Members noted the delivery of simulation study days to improve staff awareness and processes and the development of a Patient Group Directive which was being piloted in the ED in Darlington. A Lead Sepsis Nurse had been appointed and details were provided of the new sepsis 6 screening tool as part of the new electronic patient record system.

 

Nutrition and Hydration

 

Members noted that work continues to promote optimal nutrition and hydration for all patients.

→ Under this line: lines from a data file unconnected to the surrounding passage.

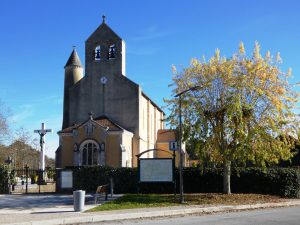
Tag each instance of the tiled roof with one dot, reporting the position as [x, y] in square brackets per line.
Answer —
[73, 59]
[101, 121]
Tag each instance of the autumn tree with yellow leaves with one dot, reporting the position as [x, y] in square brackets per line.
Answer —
[240, 109]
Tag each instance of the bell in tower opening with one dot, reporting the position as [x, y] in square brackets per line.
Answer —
[97, 53]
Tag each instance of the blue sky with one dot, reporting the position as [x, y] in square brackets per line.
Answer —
[37, 38]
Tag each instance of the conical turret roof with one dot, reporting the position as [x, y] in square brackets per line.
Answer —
[73, 59]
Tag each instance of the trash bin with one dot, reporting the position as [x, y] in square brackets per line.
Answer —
[79, 198]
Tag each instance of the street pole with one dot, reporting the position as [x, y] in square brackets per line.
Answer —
[180, 155]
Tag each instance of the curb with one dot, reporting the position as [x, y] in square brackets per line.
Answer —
[155, 212]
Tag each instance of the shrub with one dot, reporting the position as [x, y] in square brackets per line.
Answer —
[276, 181]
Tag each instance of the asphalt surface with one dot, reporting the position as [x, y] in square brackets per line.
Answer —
[277, 216]
[58, 209]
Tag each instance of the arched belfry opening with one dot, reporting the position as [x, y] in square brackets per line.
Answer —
[112, 52]
[97, 53]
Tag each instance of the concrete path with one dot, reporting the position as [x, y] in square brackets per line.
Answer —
[58, 209]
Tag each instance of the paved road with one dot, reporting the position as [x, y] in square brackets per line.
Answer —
[277, 216]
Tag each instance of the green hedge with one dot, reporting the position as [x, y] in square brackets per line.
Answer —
[277, 181]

It was reported that high levels of compliance had been maintained; that focused support was provided to any wards or teams not meeting the 90% thresholds; and the Acute Kidney Injury nurse was well embedded.

 

End of Life and Palliative Care

 

Members noted that the Trust had engaged with partners to develop the Tees-wide palliative care strategy; work was ongoing in relation to recognition of dying in hospital; and care after death documentation had been reviewed and a checklist developed and rolled out to all teams.

 

Mortality/ Learning from Deaths

 

It was reported that the Summary Hospital Mortality Indicator (SHMI) was within expected limits for Darlington; that COVID-19 had impacted on the reliability of the SHMI; and that assurance could be taken from the mortality reviews undertaken by the Trust, which showed of the 1072 deaths reviewed in 2020/21, less than 1 per cent had evidence of lapses in care.

 

Maternity Standards

 

It was reported that work was in progress to appoint a fetal medicine consultant; the Head of Midwifery role had been upgraded, reporting directly to the Director of Nursing; staffing was under continual review and national funding had been secured to recruit beyond current vacancies and support resilience; and the Continuity of Carer programme had been rolled out to four teams.

 

Paediatrics

 

Members noted that the Paediatric Assessment Area at UHND was now open 24/7; acknowledged that due to estate constraints a similar facility could not be established in Darlington Memorial Hospital (DMH), however the complement of children’s nurses in A&E at DMH had been increased and training in paediatric competencies had been established for all nursing staff working that area; and a formal Partnership Alliance had been established to strengthen services for children and young people with mental health issues.

 

Excellence Reporting

 

Members noted that reporting of excellence in the organisation was promoted the via a quarterly Trust-wide bulletin and that excellence reporting was now tied in with patient compliments.

 

A&E Waiting times

 

Members noted the performance trends for Emergency Department and 4 hour wait performance over the period April to October 2021. Members were disappointed to note the deterioration in performance against the 4 hour wait but acknowledged the improvements in time to initial assessment.

 

Discussion ensued regarding work being undertaken to address concerns and complaints regarding wait times in the ED, with reference made to the impact of patients not being able to access GP appointments.  Members were assured that a comprehensive work programme was in place to optimise flow in the department and the hospital, ensuring patients were as safe as possible and in receipt of a good experience; an A and E system delivery group was in place to review at all aspects of the department; and in relation to ED attendance, the #doyourbitcampaign which was in place, aimed to raise awareness of the first routes people should take for urgent medical advice and treatment; and Members were informed that a number actions were in place to ensure the best use of the GP supported urgent care centre.

 

Members acknowledged progress against the priorities and the contribution from staff in the Trust, in a particularly challenging year.

 

IT WAS AGREED – (a) That the Associate Director of Nursing (Patient Safety and Governance) and Senior Associate Director of Assurance and Compliance be thanked for their informative presentation.

 

(b) That Members be provided with figures and trends for sepsis cases.

 

(c) That a visit to observe the sepsis screening tool be arranged for Members of this Scrutiny Committee.

 

(d) That this Scrutiny Committee receives an update at the next meeting regarding the programme of work in place to address A and E wait times.